Foto: Maurizio Gambarini

Berlin. Es wird höchste Zeit: Der Personalnotstand in der Pflege von alten und kranken Menschen ist zwar noch nicht überall da, aber er wird kommen. Wenn nicht ganz schnell etwas geschieht. Insofern ist es richtig, dass Berlins landeseigene Krankenhaus-Giganten Charité und Vivantes nun bei der Ausbildung von Nachwuchskräften gemeinsame Sache machen wollen. Dabei muss geklotzt werden, aber mit Hirn. Platz für 3000 Azubis in Pflege- und andere Gesundheitsberufen auf einem gemeinsamen Campus in Spandau zu schaffen, ist ein gewaltiger Schritt.

Man kann nur hoffen, dass sich das Vorhaben nicht noch im Gewirr der Immobilien- und Finanzierungsdetails verheddert. Es muss attraktiver werden, sich für einen Gesundheitsberuf zu entscheiden. Inzwischen gibt es Geld für die Ausbildung, das Schulgeld wird abgeschafft. Auch moderne, attraktive Schulungsräume können Interessenten anziehen. Und nicht zuletzt werden Wohnheime für die auch finanziell nicht auf Rosen gebetteten angehenden Pflegekräfte ein Argument sein, diese gesellschaftlich hoch erwünschte Berufswahl zu treffen.

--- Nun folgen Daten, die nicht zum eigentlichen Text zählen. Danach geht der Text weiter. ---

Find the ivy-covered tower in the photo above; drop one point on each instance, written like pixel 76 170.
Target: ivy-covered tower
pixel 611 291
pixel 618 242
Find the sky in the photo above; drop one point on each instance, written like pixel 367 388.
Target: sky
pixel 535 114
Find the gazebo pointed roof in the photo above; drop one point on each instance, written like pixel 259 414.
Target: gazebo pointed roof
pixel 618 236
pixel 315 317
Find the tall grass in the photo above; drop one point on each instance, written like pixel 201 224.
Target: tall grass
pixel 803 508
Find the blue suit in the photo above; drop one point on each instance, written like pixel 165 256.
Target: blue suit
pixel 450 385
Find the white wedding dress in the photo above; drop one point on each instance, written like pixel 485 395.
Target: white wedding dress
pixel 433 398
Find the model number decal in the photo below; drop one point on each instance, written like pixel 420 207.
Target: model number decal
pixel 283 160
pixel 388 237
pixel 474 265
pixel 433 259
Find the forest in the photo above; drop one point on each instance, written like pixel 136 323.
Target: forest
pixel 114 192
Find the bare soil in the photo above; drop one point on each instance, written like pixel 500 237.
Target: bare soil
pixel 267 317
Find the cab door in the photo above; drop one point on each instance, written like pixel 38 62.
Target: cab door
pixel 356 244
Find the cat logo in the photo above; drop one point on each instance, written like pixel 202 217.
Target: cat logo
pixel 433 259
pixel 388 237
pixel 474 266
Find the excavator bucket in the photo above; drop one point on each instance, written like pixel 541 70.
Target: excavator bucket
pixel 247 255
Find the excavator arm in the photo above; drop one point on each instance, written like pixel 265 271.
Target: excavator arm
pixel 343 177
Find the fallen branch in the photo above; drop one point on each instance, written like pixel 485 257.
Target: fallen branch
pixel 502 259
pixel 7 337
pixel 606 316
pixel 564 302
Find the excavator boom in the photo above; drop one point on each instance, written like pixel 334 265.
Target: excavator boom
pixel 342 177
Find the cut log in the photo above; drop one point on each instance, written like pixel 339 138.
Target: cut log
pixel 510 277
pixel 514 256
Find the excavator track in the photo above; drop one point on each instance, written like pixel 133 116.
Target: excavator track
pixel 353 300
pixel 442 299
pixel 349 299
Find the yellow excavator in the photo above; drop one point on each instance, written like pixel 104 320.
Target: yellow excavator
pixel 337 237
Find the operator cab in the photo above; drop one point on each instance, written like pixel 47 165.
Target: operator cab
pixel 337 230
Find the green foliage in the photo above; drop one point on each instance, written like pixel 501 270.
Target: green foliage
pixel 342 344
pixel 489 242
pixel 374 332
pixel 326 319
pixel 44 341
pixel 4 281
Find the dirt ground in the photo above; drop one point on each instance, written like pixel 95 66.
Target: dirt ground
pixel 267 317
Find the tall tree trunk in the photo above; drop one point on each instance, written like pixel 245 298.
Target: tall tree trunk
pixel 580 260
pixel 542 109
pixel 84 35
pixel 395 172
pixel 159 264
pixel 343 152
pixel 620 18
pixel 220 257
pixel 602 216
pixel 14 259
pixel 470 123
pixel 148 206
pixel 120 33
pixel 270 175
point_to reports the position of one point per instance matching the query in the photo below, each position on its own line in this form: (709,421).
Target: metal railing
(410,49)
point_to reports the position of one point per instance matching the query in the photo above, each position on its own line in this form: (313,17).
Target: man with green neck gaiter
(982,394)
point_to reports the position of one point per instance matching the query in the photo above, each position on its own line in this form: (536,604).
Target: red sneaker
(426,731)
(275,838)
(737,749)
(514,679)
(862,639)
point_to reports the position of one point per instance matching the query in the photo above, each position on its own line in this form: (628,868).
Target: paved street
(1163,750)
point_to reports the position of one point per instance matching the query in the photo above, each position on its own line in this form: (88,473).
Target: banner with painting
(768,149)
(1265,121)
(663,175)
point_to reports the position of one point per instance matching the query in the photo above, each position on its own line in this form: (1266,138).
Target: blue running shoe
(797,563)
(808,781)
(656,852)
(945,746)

Für die Charité und Vivantes bedeutet der gemeinsame Ausbildungscampus einen Quantensprung bei ihrer politisch verordneten Zusammenarbeit. Inhaltlich muss womöglich noch ein wenig am Profil geschärft werden, weil auch an diversen Management- und Lotsenfunktionen im Gesundheitswesen ein echter Mangel herrscht, der absehbar noch stärker werden soll. Aber noch haben die Experten ein paar Jahre Zeit, ehe der Lehrbetrieb wirklich starten kann.

Für Spandau ist das Projekt ebenfalls ein Meilenstein und eine Bereicherung. Der westliche Außenbezirk, der nicht immer im Fokus der Landespolitik steht, leistet damit einen wichtigen Beitrag zur Gesundheitsstadt Berlin.